Is there any financing devise for achieving higher growth in the budget? The proposed budget grew at 18 percent compared to that of the outgoing fiscal year, which is more of a traditional growth. In relation to the revised budget, the growth is a bit higher, about 24 percent. Achieving higher growth critically hinges on the size of the Annual Development Programme (ADP) and its rate of implementation. This year the rate of ADP implementation is estimated to be 93 percent. Since the third quarter was the period of political ravage, the quality of implementation is expected to be compromised to a large extent. The last quarter is witnessing about 61 percent implementation as it was 43 percent in the first three quarters. The size of the proposed ADP is Tk. 97,000 crore, which is 29 percent higher than the revised ADP of the outgoing fiscal year. Since 35 percent growth in ADP in the outgoing fiscal year contributed to only 6.51 percent growth, there is a question whether a 29 percent growth would really contribute to 7 percent 'moderate dream' growth that the Finance Minister envisioned quite confidently.   

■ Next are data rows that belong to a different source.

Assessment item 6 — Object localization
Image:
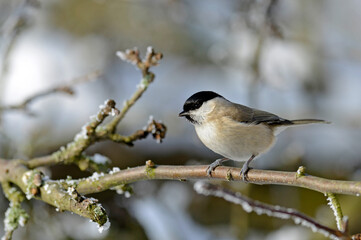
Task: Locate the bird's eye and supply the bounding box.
[194,102,202,109]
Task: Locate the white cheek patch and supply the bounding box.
[189,101,215,124]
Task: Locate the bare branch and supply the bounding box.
[25,47,162,169]
[0,71,100,113]
[325,193,347,231]
[194,182,351,239]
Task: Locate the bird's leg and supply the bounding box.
[240,154,256,182]
[207,158,229,177]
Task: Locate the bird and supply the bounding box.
[179,91,330,181]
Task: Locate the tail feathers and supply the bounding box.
[290,119,331,125]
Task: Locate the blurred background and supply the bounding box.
[0,0,361,240]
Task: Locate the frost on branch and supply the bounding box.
[194,181,350,239]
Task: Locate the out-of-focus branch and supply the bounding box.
[194,182,351,240]
[325,193,347,231]
[0,159,108,230]
[0,71,101,113]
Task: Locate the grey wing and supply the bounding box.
[231,104,292,126]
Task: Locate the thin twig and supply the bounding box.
[194,182,351,239]
[0,71,101,112]
[74,165,361,196]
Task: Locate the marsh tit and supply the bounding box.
[179,91,329,181]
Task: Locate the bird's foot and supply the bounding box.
[239,163,252,182]
[207,158,228,177]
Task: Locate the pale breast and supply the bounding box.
[196,117,275,161]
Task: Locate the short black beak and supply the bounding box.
[178,111,189,117]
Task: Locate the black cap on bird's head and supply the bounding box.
[179,91,223,120]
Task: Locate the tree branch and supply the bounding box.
[0,71,101,113]
[74,164,361,196]
[194,182,351,240]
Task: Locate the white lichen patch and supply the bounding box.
[98,218,110,233]
[91,153,111,165]
[109,167,120,174]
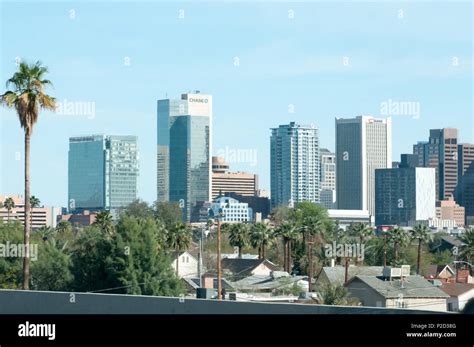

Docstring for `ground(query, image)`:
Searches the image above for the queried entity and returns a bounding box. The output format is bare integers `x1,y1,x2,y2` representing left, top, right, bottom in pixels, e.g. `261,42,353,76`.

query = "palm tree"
3,197,15,222
250,223,274,259
92,211,114,237
0,61,56,289
387,225,410,263
275,222,299,273
30,195,41,229
227,223,249,258
459,228,474,264
168,223,192,275
410,224,431,275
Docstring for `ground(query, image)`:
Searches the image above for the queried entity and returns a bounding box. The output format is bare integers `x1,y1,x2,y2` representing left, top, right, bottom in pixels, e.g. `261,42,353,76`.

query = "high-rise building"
413,128,458,200
68,135,139,211
336,116,392,216
212,157,258,200
456,143,474,225
319,148,336,209
375,157,436,226
270,122,320,207
157,91,212,222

This year the budget is tremendously stressed with revenue deficit. It resulted in a significant compulsion of reducing the outgoing budget by 4.3 percent in the revised budget. Failure in achieving revenue target by Tk. 19,583 has compelled the Finance Minister in taking resort to the banking and non-banking sectors. The revised target of depending on domestic borrowing increased from Tk. 43,277 to 54,714 crore without increasing the level of targeted borrowing from the banking sector. The additional money would be borrowed from non-banking sector like selling savings certificates. In addition, the budget deficit has reached an unprecedented level, as high as 32 percent of the revised budget of the current fiscal year, while it was proposed at 27 percent. In the last fiscal year the deficit was 25 percent. The proposed budget has a targeted deficit of a little higher than 29 percent. The targeted borrowing from banking sector has increased from Tk. 31,714 to 38,523, which would be increased significantly as the target of foreign aid is unlikely to be achieved. Thus, such a gigantic targeted deficit of Tk. 86,657 in the budget 2015-16 has given rise to a big question as to the capacity to finance the ADP through our own revenue generated over the next fiscal year. In fact, about 89 percent of the ADP based on domestic borrowing and foreign aid would create a formidable burden on the future generation since they will have to repay the loan. Still, the economy will run significantly underfed in terms of the size of the ADP, and starvation is likely to turn the envisioned growth into a mirage.

Will the proposed structure of the ADP help address the 'twin deficiency' viz. infrastructure and energy which is posing the most formidable challenge to attain higher growth? Most of the increment of the ADP is dedicated to increasing power generation and additional cost of making Padma Bridge 'a reality'. The proposed ADP of the Power Division in FY2015-16 has doubled from the revised ADP of Tk. 8,276 crore, and the ADP of the Bridges Division grew significantly from Tk. 5,299 to 8,921 crore. The ADP on this critical area has increased only by 29 percent. Thus, an absence of significant growth of the ADP in roads and highways is unlikely to address the acute deficiency of infrastructure, which is mostly located to road transportation. It is also going to hinder the movement of vehicles through increased congestion and traffic on the roads.

The proposed budget is unlikely to address the major hurdles that have been hindering the envisioned growth spelt in the Sixth Five-Year Plan. There is neither any new plan to simulate private investment through addressing infrastructural, energy and institutional deficiencies, nor any exposure of the Seventh Five-Year Plan which makes a difference in the proposed budget. Perhaps a supplementary initiative is required to raise the appetite for growth in line with 'Vision 2021'.